By Calvin Biesecker
A small vessel attack on a piece of critical infrastructure or a larger vessel that block the channel into Port of New York and New Jersey is the “greatest single threat” to continuing operations at the port, the chief of security at the port said on Friday.
The port has a single chokepoint that all deep draft vessels must pass through that if “compromised by a small vessel attack…it will essentially shut down the entire Port of New York and New Jersey,” Bethann Rooney, manager for port security at the Port of NY/NJ, said at a port security roundtable sponsored by The Center for National Policy.
She said it’s time to move beyond paper strategies, which already exist for the small vessel threat, and implement them.
Rooney also said that risk assessments for ports need to go deeper into how ports function rather than focus strictly on the port writ large, as is now the case.
“You don’t need to lose an entire facility in order to have a catastrophic impact,” she said. “But, unfortunately, our risk assessments are based on attacking an entire facility as opposed to just a piece of infrastructure within that facility.”
Rooney’s comments were echoed by Cosmo Perrone, the director of security at the Port of Long Beach in California.

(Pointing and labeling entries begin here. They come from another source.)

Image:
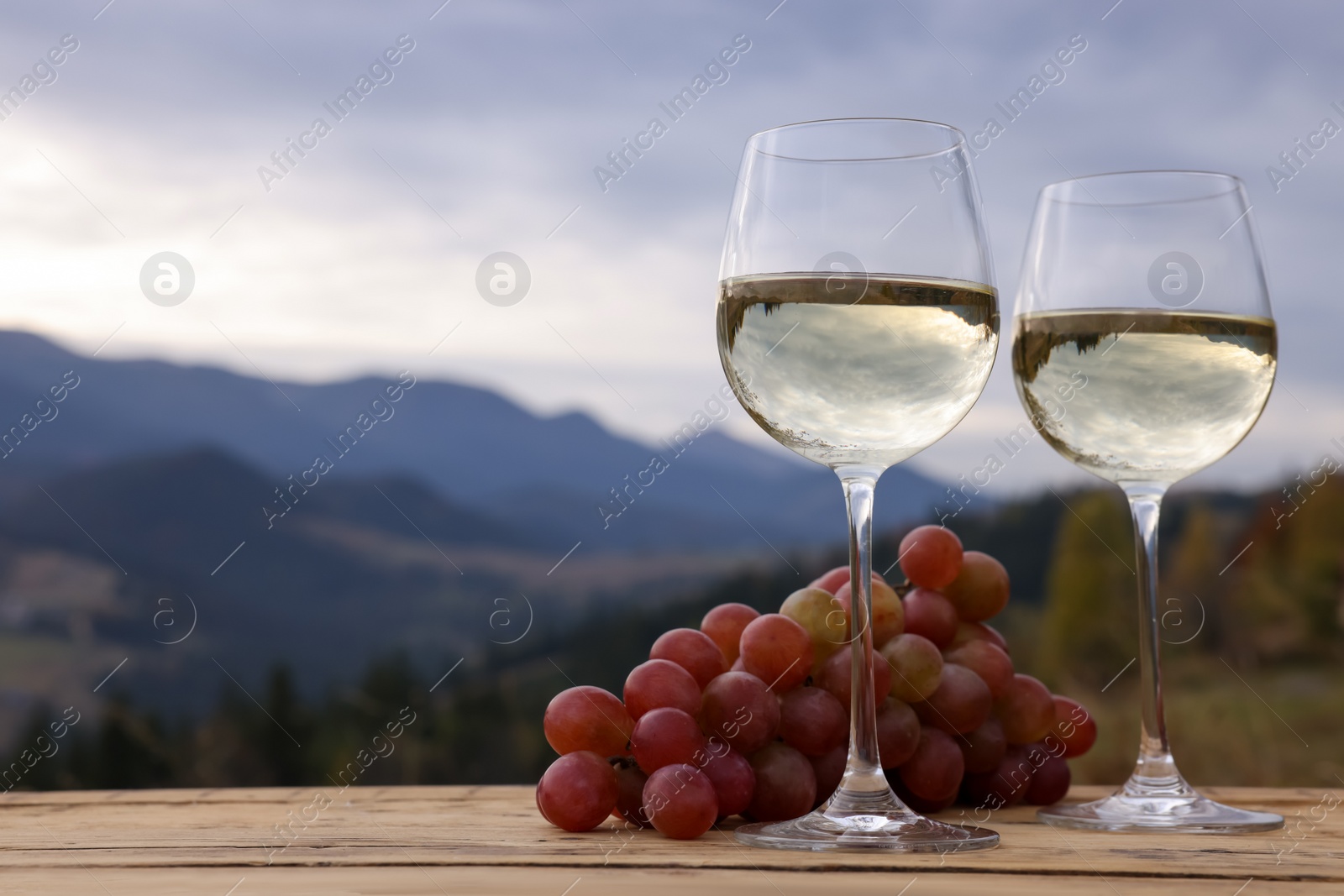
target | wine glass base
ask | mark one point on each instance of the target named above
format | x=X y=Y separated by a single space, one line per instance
x=1186 y=815
x=884 y=825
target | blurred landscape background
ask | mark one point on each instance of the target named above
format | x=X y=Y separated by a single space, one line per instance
x=235 y=645
x=248 y=521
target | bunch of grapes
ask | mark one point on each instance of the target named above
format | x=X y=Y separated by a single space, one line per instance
x=750 y=714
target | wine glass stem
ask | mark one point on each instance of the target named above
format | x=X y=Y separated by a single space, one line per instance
x=864 y=772
x=1156 y=770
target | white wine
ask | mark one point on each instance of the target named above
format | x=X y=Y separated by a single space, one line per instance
x=1166 y=392
x=857 y=369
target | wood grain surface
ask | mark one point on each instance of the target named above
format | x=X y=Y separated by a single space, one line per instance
x=491 y=840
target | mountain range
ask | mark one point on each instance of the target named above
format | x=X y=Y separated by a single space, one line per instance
x=549 y=477
x=181 y=530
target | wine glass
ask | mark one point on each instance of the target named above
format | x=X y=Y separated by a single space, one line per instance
x=858 y=322
x=1142 y=298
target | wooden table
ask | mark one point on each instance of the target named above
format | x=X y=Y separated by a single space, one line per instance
x=491 y=840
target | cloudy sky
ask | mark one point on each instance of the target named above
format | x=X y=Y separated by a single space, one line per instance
x=362 y=254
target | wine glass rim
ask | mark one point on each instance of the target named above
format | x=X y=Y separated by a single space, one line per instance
x=958 y=139
x=1236 y=184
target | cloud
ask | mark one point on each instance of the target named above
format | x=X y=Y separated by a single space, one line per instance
x=495 y=123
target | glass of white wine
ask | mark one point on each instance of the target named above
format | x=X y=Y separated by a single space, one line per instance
x=1146 y=289
x=858 y=322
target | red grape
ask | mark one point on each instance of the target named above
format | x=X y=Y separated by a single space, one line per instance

There is certain critical infrastructure within the port that if it shuts down, it could shut down the entire port, Perrone said.
“The way we approach the concept of continuity [of operations] is to address every critical process,” Perrone said. “Sewer systems, utility lines, food delivery systems; knock one of those out you knock out the port.” For example, if the sanitary systems at the port were to stop working, the longshoremen would walk out, he said.
On the matter of cargo security screening, Rooney said “existing programs don’t go far enough.” For example, she said that Customs and Border Protection is so focused on screening containers yet there are types of cargo entering her port such as automobiles that don’t get scanned at all by X-ray inspection systems for concealed threats. The same with bulk cargos such as fertilizer, she said.
While not specifically mentioning Customs and Border Protection’s Customs Trade Partnership Against Terrorism (C-TPAT), which is a voluntary best security practices program that shippers and manufacturers can enter into in return for certain trade benefits, Rooney said “We are particularly concerned about a system that is built on trust with minimal verification of those trustworthy relationships.” While CBP audits the C-TPAT participants, she told Defense Daily the audits don’t cover everyone within that member’s supply chain.
Regarding the Secure Freight Initiative (SFI), a congressional mandate that would have all cargo bound for the United States scanned by X-ray systems and radiation portal monitors at the foreign port of departure, Perrone said the international port operators have warned him that if this happens he should expect to have to electronically scan all cargo leaving the Port of Long Beach for their ports.
That “would shut us down,” Perrone said.
However, Rooney said it would be best to move as much scanning of inbound cargo overseas as possible to mitigate any threat to her port. As to the issue of reciprocity and foreign port operators requiring the Port of NY/NJ to scan all cargo headed overseas, she told Defense Daily. “We would deal with it.”
At the Port of NY/NJ, scanning takes place at exit lanes as cargo is leaving the port facility. But the average dwell time for cargo at the port is five to seven days, so containers and other cargo are sitting in holding areas before departing. If there is something dangerous such as a bomb inside a container, then terrorists could just press a button to set off an explosion in the port, Rooney said.
For now, implementation of the SFI mandate seems untenable and Homeland Security Secretary Janet Napolitano has already said that the 2012 deadline won’t be met.
Whether all U.S. bound cargo does get scanned overseas, Rooney said the security model needs to change at U.S. ports. Rather than have radiation and X-ray scans occur as containers are leaving the terminal, she would prefer that these technologies be integrated into operations sooner, such as having radiation detectors on the spreader bars of cranes for scanning containers as they are lifted from a ship. This would lead to uncovering potential threats sooner, she said.
Still, both Perrone and Rooney pointed to the issue of what happens when something bad is found inside a container.
No one wants to be the guy that has to move that container then, Perrone said.